Vendor Abandonment
Definition
Vendor abandonment is the pattern where an EA vendor stops responding, stops releasing updates, and disappears from publicly-monitored channels — leaving buyers with an unmaintained product whose edge decays as market microstructure evolves. The single largest hidden tail risk for any EA purchase.
In-depth: Vendor Abandonment
Vendor abandonment is the dominant hidden tail risk in EA purchase decisions, more consequential than the strategy class risks buyers typically focus on. The mechanism: every EA's edge depends on ongoing vendor maintenance — for ML-based products through retraining, for rule-based products through parameter updates as market conditions evolve, for all products through user support during deployment issues. When the vendor abandons the product, that maintenance stops. The EA continues to function technically but its edge decays as the market evolves away from the conditions the EA was designed for.
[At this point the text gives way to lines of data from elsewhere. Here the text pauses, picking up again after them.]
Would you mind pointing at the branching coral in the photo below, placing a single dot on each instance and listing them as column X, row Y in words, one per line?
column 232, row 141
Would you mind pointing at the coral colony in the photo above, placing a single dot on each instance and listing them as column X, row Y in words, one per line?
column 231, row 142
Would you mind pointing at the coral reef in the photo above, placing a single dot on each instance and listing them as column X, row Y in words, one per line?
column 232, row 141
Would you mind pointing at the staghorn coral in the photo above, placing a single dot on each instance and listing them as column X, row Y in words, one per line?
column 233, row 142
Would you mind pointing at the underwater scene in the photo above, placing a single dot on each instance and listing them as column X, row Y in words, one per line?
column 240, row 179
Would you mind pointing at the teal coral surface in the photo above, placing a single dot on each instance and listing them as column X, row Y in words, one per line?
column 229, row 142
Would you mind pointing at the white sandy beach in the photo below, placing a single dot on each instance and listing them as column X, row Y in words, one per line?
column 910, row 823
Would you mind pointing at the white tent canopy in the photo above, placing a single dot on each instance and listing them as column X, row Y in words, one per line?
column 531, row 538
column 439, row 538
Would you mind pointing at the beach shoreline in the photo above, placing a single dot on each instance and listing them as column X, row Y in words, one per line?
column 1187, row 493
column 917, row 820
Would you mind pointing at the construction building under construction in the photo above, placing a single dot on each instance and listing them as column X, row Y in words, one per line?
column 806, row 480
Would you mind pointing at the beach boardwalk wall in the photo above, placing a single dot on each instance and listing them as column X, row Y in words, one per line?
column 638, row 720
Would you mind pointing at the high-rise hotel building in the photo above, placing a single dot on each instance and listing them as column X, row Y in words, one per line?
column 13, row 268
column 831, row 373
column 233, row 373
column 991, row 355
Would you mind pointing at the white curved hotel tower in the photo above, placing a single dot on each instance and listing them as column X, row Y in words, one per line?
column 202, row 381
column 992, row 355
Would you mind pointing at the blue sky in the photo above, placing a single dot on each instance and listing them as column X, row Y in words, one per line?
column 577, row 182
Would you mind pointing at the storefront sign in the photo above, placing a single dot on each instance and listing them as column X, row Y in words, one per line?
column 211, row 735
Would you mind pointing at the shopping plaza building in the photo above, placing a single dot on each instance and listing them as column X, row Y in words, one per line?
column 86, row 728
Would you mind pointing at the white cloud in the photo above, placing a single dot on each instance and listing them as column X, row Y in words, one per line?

Patterns of vendor abandonment:
• **Silent abandonment**: vendor stops responding to support emails and Discord channels but keeps marketing the product. Buyers can't get help with deployment issues but the product remains for sale. Worst pattern because new buyers don't realise the vendor is gone • **Gradual fadeout**: vendor reduces response frequency over 6-12 months, eventually stopping. Pattern is often associated with vendors moving on to other projects or business interests • **Discontinuation without notice**: vendor pulls the product from marketplaces without warning to existing customers. Buyers lose access to updates and support; existing deployments continue but support disappears • **Brand pivot**: vendor rebrands under a new name with new products; previous brand's products are silently abandoned. Buyers must track vendor identity across rebrandings to understand which products are actually maintained
Why vendor abandonment is the dominant tail risk:
• **Higher frequency than blow-up**: surveys suggest 40-60% of commercial EAs are abandoned within 24 months of release. Strategy blow-up is more spectacular but less frequent • **Slow-onset failure**: unlike strategy blow-up (which is visible within weeks), abandonment failure plays out over months. The buyer often realises too late that the vendor is gone • **ML-amplified**: for ML-based EAs, abandonment essentially guarantees model decay because retraining stops. The EA continues to produce signals but the signals' edge decays month by month • **Difficult to reverse**: once a vendor has abandoned a product, restoration is rare. The buyer's options are to accept declining performance or replace the EA
Mitigations for vendor abandonment risk:
1. **Vendor longevity vetting**: check whether the vendor has been actively publishing for 18+ months across multiple products. New vendors carry higher abandonment risk regardless of product quality 2. **Update cadence verification**: confirm the vendor has shipped meaningful updates in the past 90 days. Vendors with longest gaps since last update are at highest abandonment risk 3. **Community presence**: vendors active in public forums, Discord, Telegram channels are less likely to be on the verge of abandonment than vendors with only website presence 4. **MyFXBook account freshness**: confirm the vendor's verified live account is updated within the past 30 days. Stale verification often precedes abandonment 5. **Multi-product portfolio**: vendors maintaining 2-3 products across different strategy classes have demonstrated business persistence that single-product vendors haven't 6. **Premium support tier availability**: vendors offering paid premium support tiers are economically incentivised to maintain responsiveness; vendors with no premium tier have weaker engagement incentives 7. **Realistic vendor commitments**: vendors who promise weekly model retraining without infrastructure capable of delivering it will eventually abandon; vendors who promise quarterly updates and consistently deliver them are operationally more sustainable
For EA buyer protection: budget for 12-18 month replacement cycles rather than indefinite deployment. Build the assumption of eventual vendor abandonment into the purchase decision; pay only what makes sense for 12-18 months of expected operation rather than for indefinite operation. Diversify across vendors rather than concentrating capital with single vendor.